I recently attended a presentation of the proposed Cultana Pumped Hydro Project in the Spencer Gulf South Australia, using sea water. Specifications are 225 MW power, 1,770 MWh storage capacity. It is conceptually similar to the Japanese Okinawa project. The proponents are optimistic that the project will be economically viable and proceed. It it proceeds, it will be important for understanding the engineering and economics of these projects.
Since Australia’s NEM is an energy market, most of the revenue will be derived by arbitrage, but other ancillary services will contribute to the revenue stream. There is the possibility of entering into various contracts, such as to provide firming for intermittent renewable generators. Some of these will be a result of the recent Finkel Review.
One of the interesting outcomes of dispatchable storage is that, in an energy only market, it cannibalises its own revenue stream. Unlike ordinary generation, which derives revenue from supplying energy, storage relies on the economics of arbitrage – the absolute price does not matter, it is the difference. A more volatile market is favourable but supplying power into a volatile market ipso facto reduces the volatility. I discussed some of the traditional roles of PHS in an earlier post. Figure 5.7 from the Cultana report shows that increasing plant power capacity reduces the specific revenue.
At the end of the presentation, Andrea Bunting posed the question as to how the NEM market could facilitate further storage projects.
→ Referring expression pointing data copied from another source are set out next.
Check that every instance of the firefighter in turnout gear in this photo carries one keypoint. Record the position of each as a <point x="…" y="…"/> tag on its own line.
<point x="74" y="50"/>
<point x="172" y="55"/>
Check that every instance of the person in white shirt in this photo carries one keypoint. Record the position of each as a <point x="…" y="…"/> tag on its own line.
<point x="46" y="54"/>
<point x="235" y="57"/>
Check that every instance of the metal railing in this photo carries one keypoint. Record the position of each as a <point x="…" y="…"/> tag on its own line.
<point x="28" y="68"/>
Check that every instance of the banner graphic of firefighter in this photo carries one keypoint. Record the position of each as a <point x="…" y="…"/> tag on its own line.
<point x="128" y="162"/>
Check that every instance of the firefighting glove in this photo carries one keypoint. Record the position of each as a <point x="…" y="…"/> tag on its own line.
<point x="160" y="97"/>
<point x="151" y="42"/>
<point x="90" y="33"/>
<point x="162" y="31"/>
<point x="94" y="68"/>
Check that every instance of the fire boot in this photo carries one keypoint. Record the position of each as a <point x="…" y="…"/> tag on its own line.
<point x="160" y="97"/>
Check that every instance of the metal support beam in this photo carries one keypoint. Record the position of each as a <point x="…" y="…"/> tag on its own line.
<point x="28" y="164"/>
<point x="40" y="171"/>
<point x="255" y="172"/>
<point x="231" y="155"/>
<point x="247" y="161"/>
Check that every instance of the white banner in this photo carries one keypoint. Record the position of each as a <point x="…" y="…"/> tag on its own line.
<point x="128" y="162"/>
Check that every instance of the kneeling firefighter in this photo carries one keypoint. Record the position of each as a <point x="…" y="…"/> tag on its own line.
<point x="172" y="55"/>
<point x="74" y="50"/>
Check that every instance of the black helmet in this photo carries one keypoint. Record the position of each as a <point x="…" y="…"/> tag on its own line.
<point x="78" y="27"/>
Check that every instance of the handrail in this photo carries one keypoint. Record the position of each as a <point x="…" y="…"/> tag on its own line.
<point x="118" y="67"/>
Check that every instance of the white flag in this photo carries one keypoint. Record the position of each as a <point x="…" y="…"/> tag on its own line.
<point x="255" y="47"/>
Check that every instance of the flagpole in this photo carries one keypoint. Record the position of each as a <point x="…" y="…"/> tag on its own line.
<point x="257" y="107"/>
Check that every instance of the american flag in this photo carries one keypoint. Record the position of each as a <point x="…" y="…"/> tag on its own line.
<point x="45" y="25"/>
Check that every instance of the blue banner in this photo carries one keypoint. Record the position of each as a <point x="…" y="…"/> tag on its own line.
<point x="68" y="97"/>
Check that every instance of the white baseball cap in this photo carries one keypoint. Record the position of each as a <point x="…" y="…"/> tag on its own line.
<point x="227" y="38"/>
Andrea was really thinking about how this type of project fits into a longer term 100% renewable scenario. This project would seem to be nearly exhausting economic arbitrage at the multi-hour level (batteries are going to operate mostly at the sub-hourly temporal scale) for South Australia. If so, then how much storage is going to be required in a national 100% RE scenario and is an energy-only market up to the task? The figure above suggests no.
This is where the possibilities of peer-to-peer (P2P) networks and blockchain enter. Some distribution network service providers (DNSPs) and retailers have been exploring the role of peer-to-peer energy trading, including the use of blockchain to provide real-time clearance of energy trades. The DNSPs are in the box seat because they own the meter and network infrastructure. Whether they chose to simply apply a per-trade or per-access fee or actively participate in trading is an open question. In principle, the internet could be used to facilitate trading separate from the electricity infrastructure but physical separation also makes the system more vulnerable.
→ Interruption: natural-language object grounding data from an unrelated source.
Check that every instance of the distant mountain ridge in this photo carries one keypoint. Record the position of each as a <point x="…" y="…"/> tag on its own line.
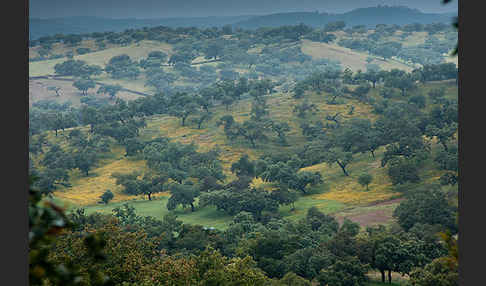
<point x="371" y="16"/>
<point x="80" y="25"/>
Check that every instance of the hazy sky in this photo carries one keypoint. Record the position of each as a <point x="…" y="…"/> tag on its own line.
<point x="195" y="8"/>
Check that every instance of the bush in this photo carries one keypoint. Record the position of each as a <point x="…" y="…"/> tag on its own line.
<point x="107" y="196"/>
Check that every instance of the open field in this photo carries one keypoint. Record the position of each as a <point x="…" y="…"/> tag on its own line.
<point x="38" y="90"/>
<point x="352" y="59"/>
<point x="135" y="51"/>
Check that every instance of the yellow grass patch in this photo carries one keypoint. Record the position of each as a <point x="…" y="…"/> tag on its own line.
<point x="348" y="58"/>
<point x="87" y="190"/>
<point x="135" y="51"/>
I’m pretty skeptical that P2P of rooftop solar without storage can offer much value to the incumbent system. Most of the value would be in bypassing retail margins, which would certainly be popular, but it’s not obvious to me that the reward would be worth the effort. Retailers like the idea because it provides a way to retain edgy customers. Furthermore, the asymmetry of knowledge works out mostly in the retailer’s favour. But the real potential will come from the capability of dispatchable storage. But storage will be mostly limited to a couple of hours storage and mostly relevant for network support rather than support for the bulk generation system. This is an interesting space.
Back to Andrea’s question, the scenario literature suggests that multi-week storage is going to be required for 100% RE. This storage is usually modelled as either stored sunlight in the form of biomass; prehistoric stored sunlight consisting of retention of fossil fuel plant running gas or coal; hydrogen or methane based storage charged with RE; or variations on electricity-based storage including pumped hydro or batteries.
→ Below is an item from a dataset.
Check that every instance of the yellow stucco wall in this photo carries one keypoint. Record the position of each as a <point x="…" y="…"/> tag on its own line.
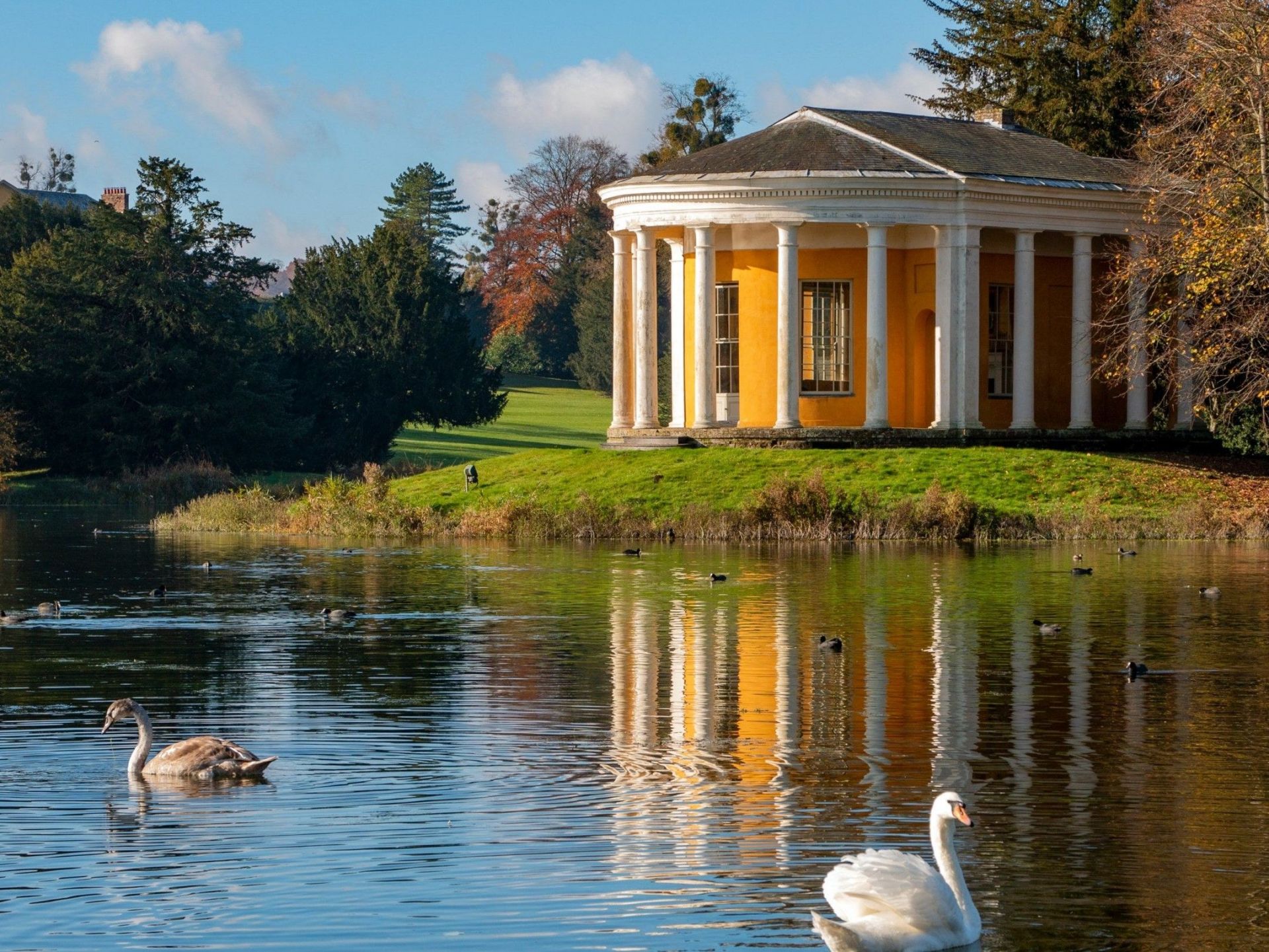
<point x="910" y="305"/>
To give some examples, Palzer and Henning used 45 days of methane storage (equated at full-load electrical capacity for average annual demand) for Germany. Aghahosseini et al. used around 14 days of methane storage for North America. Lenzen et al used biomass equating to 21 days of full-load electrical capacity and Elliston et al. used biofuels, equating to 50 days full-load electrical capacity. Preston used 21 days of electrical storage. Concentrated solar offers a half day of storage but unlike other storage, only charges when there is clear sunlight and surplus power, leading to the ‘big gaps’ problem in winter.
To get a sense of scale, the NEM supplies about 600 GWh of energy per day and the Cultan project is 1.8 GWh. This suggests that a radical re-examination of markets that can accommodate storage are going to be required.